- Genre: Action thriller
- Written by: Abhirup Ghosh
- Directed by: Abhirup Ghosh
- Starring: Swastika Mukherjee; Anirban Chakrabarti; Sreya Bhattacharya; Shruti Das; Himika Bose;
- Country of origin: India
- Original language: Bengali
- No. of seasons: 1
- No. of episodes: 7

Production
- Producer: Abhirup Ghosh
- Cinematography: Subhadeep Naskar
- Production company: Edgy Entertainment

Original release
- Network: ZEE5
- Release: 23 January 2026

= Kaalipotka =

Kaalipotka is a 2026 Indian Bengali-language action thriller web series directed and written by Abhirup Ghosh. Produced by Edgy Entertainment, the series stars Swastika Mukherjee, Anirban Chakrabarti, Sreya Bhattacharya, Shruti Das, and Himika Bose in the lead roles. The series premiered on ZEE5 on 23 January 2026.

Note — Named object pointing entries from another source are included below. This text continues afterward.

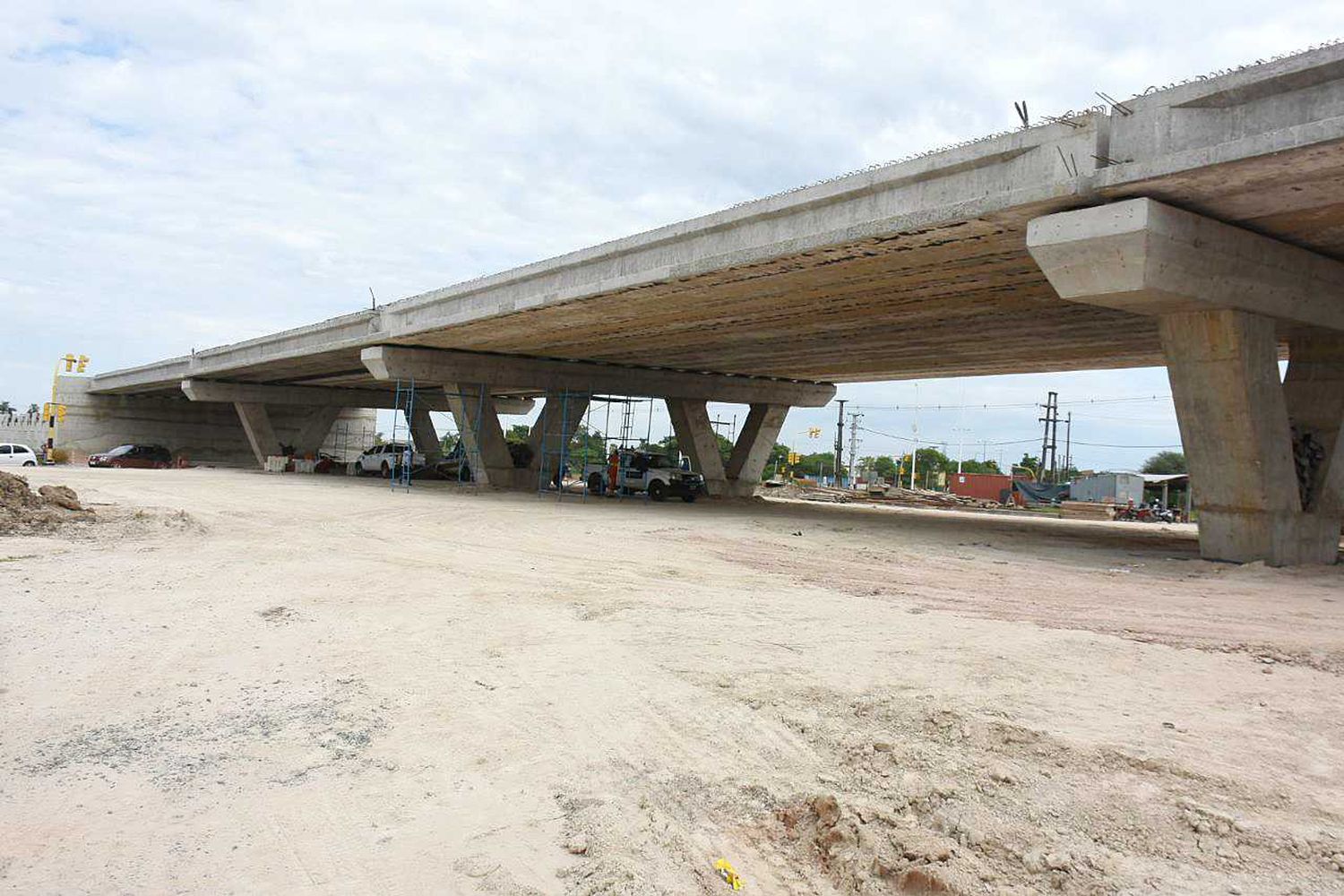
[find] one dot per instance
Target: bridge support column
(746, 462)
(753, 449)
(556, 427)
(696, 440)
(1254, 503)
(424, 435)
(314, 430)
(1265, 455)
(261, 435)
(483, 437)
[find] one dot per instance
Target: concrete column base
(556, 427)
(314, 430)
(261, 435)
(1238, 437)
(746, 462)
(483, 437)
(424, 435)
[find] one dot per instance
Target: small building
(1109, 487)
(986, 487)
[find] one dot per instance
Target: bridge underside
(922, 269)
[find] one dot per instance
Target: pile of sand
(22, 512)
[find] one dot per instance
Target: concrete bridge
(1199, 226)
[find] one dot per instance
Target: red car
(153, 457)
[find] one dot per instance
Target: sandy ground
(250, 684)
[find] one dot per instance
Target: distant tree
(882, 465)
(1166, 462)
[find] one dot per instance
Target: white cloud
(177, 175)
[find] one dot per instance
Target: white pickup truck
(645, 471)
(383, 458)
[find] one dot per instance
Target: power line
(1016, 405)
(1034, 440)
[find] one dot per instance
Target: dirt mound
(22, 512)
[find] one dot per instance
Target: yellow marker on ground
(730, 876)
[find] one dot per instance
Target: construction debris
(22, 512)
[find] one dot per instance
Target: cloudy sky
(177, 175)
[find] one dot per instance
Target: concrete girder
(261, 435)
(1142, 255)
(330, 397)
(314, 430)
(451, 366)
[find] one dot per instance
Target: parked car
(658, 474)
(13, 454)
(382, 458)
(153, 457)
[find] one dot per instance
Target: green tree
(1166, 462)
(882, 465)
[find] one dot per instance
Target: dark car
(155, 457)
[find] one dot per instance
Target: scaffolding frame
(554, 454)
(400, 473)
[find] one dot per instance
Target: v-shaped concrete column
(554, 430)
(1265, 457)
(314, 430)
(424, 435)
(481, 435)
(261, 435)
(746, 462)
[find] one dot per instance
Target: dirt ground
(238, 683)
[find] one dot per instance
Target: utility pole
(839, 441)
(854, 440)
(914, 447)
(1048, 437)
(1069, 444)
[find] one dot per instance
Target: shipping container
(986, 487)
(1109, 487)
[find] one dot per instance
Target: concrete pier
(1225, 298)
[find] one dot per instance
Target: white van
(16, 455)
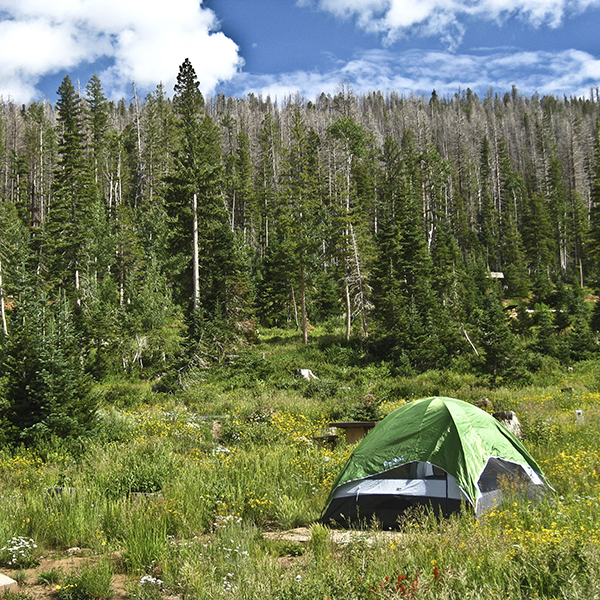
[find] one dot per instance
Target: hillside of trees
(156, 234)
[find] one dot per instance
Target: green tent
(437, 451)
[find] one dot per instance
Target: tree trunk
(196, 269)
(348, 302)
(4, 326)
(303, 306)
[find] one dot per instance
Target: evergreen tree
(47, 392)
(195, 211)
(67, 227)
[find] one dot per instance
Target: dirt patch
(75, 560)
(343, 537)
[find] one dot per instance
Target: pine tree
(67, 227)
(203, 257)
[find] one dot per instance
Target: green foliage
(91, 582)
(47, 393)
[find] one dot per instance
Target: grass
(182, 488)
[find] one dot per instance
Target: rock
(306, 373)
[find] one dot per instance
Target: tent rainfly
(440, 452)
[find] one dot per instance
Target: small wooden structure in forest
(355, 430)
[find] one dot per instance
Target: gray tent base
(386, 496)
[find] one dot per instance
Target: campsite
(217, 492)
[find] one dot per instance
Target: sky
(283, 47)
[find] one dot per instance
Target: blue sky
(280, 47)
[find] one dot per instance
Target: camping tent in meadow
(441, 452)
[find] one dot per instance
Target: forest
(151, 236)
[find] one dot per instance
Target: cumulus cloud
(443, 18)
(143, 40)
(417, 72)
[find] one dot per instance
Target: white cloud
(146, 40)
(442, 17)
(570, 73)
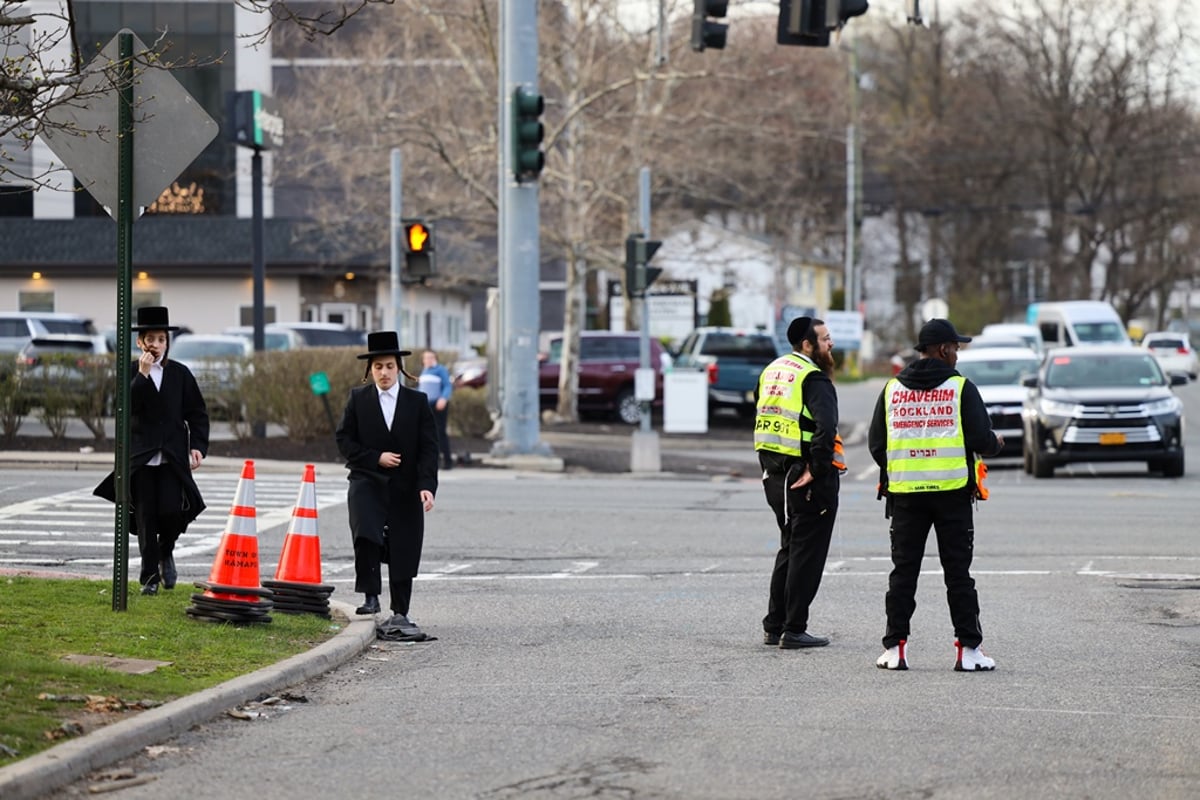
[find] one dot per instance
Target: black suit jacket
(172, 420)
(378, 497)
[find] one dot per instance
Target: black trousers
(439, 422)
(369, 560)
(157, 498)
(951, 515)
(805, 518)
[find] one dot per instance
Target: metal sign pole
(124, 302)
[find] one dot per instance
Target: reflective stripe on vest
(925, 447)
(783, 423)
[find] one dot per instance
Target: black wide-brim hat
(153, 318)
(383, 343)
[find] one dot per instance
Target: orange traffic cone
(297, 585)
(300, 559)
(233, 591)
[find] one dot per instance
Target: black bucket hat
(153, 318)
(383, 343)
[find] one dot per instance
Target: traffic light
(527, 134)
(808, 23)
(705, 32)
(639, 276)
(419, 251)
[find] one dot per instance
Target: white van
(1080, 323)
(1027, 334)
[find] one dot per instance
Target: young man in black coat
(389, 440)
(168, 439)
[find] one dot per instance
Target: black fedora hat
(153, 318)
(383, 343)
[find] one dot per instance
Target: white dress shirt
(156, 377)
(388, 405)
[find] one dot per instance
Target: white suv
(18, 328)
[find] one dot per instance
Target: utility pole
(646, 456)
(851, 282)
(397, 232)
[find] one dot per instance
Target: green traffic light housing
(705, 32)
(528, 160)
(808, 22)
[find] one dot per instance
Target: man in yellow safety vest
(929, 428)
(799, 451)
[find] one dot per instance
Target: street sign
(846, 328)
(169, 126)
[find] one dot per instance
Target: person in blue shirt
(435, 382)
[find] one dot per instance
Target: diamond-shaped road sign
(169, 130)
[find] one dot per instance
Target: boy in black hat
(389, 440)
(168, 439)
(930, 423)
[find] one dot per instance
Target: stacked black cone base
(294, 597)
(211, 607)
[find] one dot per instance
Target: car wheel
(1174, 467)
(628, 409)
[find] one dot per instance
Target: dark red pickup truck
(607, 364)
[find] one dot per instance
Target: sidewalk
(40, 775)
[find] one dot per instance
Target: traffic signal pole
(519, 245)
(646, 455)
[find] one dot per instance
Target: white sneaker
(894, 657)
(972, 660)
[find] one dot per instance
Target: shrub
(12, 410)
(468, 413)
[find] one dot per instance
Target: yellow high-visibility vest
(783, 423)
(927, 449)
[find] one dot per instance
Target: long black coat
(173, 420)
(390, 498)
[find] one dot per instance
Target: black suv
(1102, 404)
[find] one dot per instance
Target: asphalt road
(599, 636)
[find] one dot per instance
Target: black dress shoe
(167, 570)
(370, 607)
(790, 641)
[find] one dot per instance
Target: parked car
(274, 338)
(327, 334)
(1103, 403)
(733, 359)
(609, 362)
(217, 360)
(1174, 352)
(18, 328)
(1029, 334)
(991, 342)
(1077, 323)
(69, 365)
(999, 372)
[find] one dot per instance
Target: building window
(35, 301)
(246, 316)
(16, 202)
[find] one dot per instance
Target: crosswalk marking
(81, 525)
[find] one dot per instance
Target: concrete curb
(79, 461)
(40, 775)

The series centres on four women from marginalised backgrounds whose lives intersect following an accidental death, leading them into a violent conflict involving organised crime and law enforcement.

== Premise ==
The narrative follows Srima, Rani, Rinku and Minoti—four women from disparate socio-economic backgrounds—who are drawn together by the accidental death of Minoti's husband. In their attempt to conceal the incident, they become entangled with Rana, a violent former convict, while simultaneously facing pressure from the local police. As events escalate, the women are forced to confront issues of power, survival and systemic exploitation.

== Cast ==

- Swastika Mukherjee as Srima
- Anirban Chakrabarti as Rana
- Sreya Bhattacharya as Minoti
- Shruti Das as Rani
- Himika Bose as Rinku
- Souman Bose as Mona

== Episodes ==

=== Season 1 ===

| No. | Title | Directed by | Written by | Original release date |
| 1 | "Barood" | Abhirup Ghosh | Abhirup Ghosh | 23 January 2026 |
Srima, Rani, Rinku, and Minoti share a close friendship while struggling to stay ahead of businessman Rana and loan agent Mona. Their fragile balance collapses after the sudden death of Minoti’s husband, setting off a dangerous chain of events.
| 2 | "Deshlai" | Abhirup Ghosh | Abhirup Ghosh | 23 January 2026 |
Grieving and overwhelmed, Minoti leans on Srima for support, drawing Rani and Rinku into shared responsibilities. As hidden motives, money, and loyalty intertwine, their situation spirals rapidly out of control.
| 3 | "Solte" | Abhirup Ghosh | Abhirup Ghosh | 23 January 2026 |
The police investigation intensifies with new discoveries that complicate the case. With suspicion tightening around Minoti, Srima crafts a risky plan with Rani and Rinku to redirect attention.
| 4 | "Agun" | Abhirup Ghosh | Abhirup Ghosh | 23 January 2026 |
Financial strain and long-buried secrets push the bond between the four women to its breaking point. As investigators draw closer, Srima’s instincts are tested like never before.
| 5 | "Phulki" | Abhirup Ghosh | Abhirup Ghosh | 23 January 2026 |
A shocking incident destroys the women’s attempt to rebuild their lives. Surrounded by eerie signs and growing fear, they confront unresolved trauma and question what the future holds.
| 6 | "Shihoron" | Abhirup Ghosh | Abhirup Ghosh | 23 January 2026 |
Chaos erupts in Rani’s life when a masked attacker delivers a threatening warning. With no safe escape, the women reunite to face the danger that could change everything.
| 7 | "Dhamaka" | Abhirup Ghosh | Abhirup Ghosh | 23 January 2026 |
Rana returns, fueled by vengeance, forcing the women into a final and unpredictable confrontation. With their lives on the line, survival becomes their only goal.

== Production ==
The series was produced by Abhirup Ghosh under the banner of Edgy Entertainment. Principal photography was conducted in West Bengal, with Subhadeep Naskar serving as the director of cinematography. The music for Kaalipotka was composed by Kuntal De, with lyrics written by Victor Mukherjee. The title track, also titled Kaalipotka, features vocals by Jojo Mukherjee, along with rap performances by the lead actresses Swastika Mukherjee, Shruti Das, Himika Bose and Sreya Bhattacharya.

== Release ==
The official trailer of the series was released on 16 January 2026. Kaalipotka began streaming on ZEE5 from 23 January 2026.

== Reception ==
Reviewing the series for The Times of India, Poorna Banerjee gave it 3.5 out of 5, remarking that the narrative loses momentum in its middle stretch but recovers toward the end. She described Kaalipotka as a compelling watch for audiences interested in bleak, female-centric storytelling.

Aratrika Dey of Ei Samay observed that the series is not without flaws, but highlighted its performances and language as key strengths, adding that its impact builds slowly over the course of the narrative.